Testing goodness of fit using Kolmogorov-Smirnov test

207 Views Asked by At

I want to check if two probability distributions (experimental and theoretical) are same. The distributions are not normal distributions so I decided to use KS test. I used the MATLAB function KStest2 and got p-value = 1! Now, it means that I can't reject the null hypothesis that the two distributions are same. I have two main concerns:

  1. Does it mean I can accept the null hypothesis? I'm confused about the statement 'fail to reject the null hypothesis'
  2. What is the p-value for the hypothesis that distributions are same. Can I calculate it as 1-p? As I'm interested in testing whether my theory is correct and want to give a p-value for that.

https://se.mathworks.com/help/stats/kstest2.html

3

There are 3 best solutions below

0
On

Let's review some basics on which you may be confused.

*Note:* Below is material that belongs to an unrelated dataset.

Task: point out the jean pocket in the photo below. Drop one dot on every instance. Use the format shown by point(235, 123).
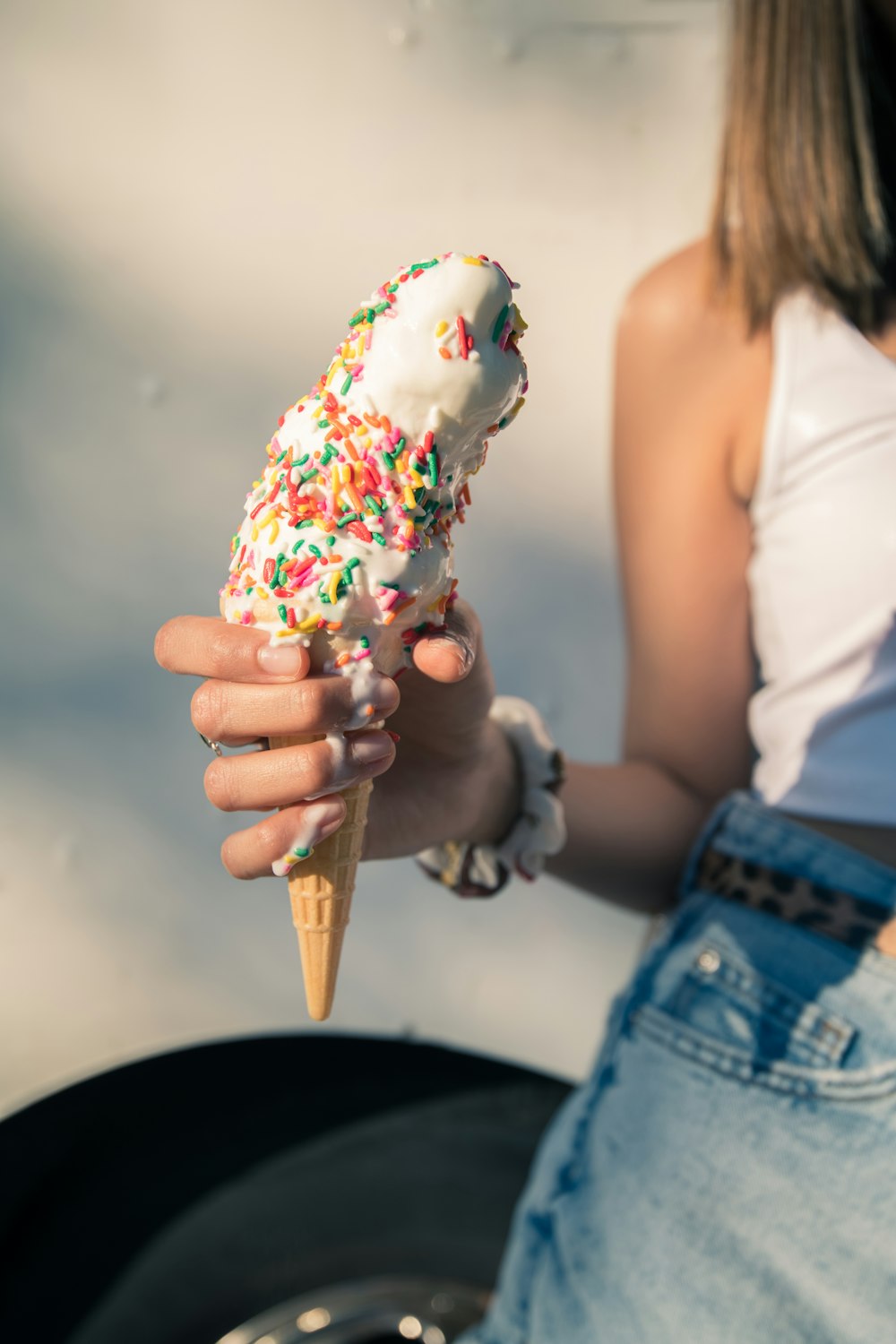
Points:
point(724, 1013)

In a p-value test we have a hypothesis, called the null hypothesis, from which probabilities are computable, then use a p-value to quantify how well the hypothesis "fits" some data. The p-value is the probability, conditional on the null hypothesis, that the data would be at least surprising, relative to the expectations of said hypothesis, as it in fact was. (When I say that, I'm glossing over the difference between 1- and 2-tailed tests; in 1-tailed tests, the p-value is the probability that the data would be at least this surprising, in the direction in which it is surprising.)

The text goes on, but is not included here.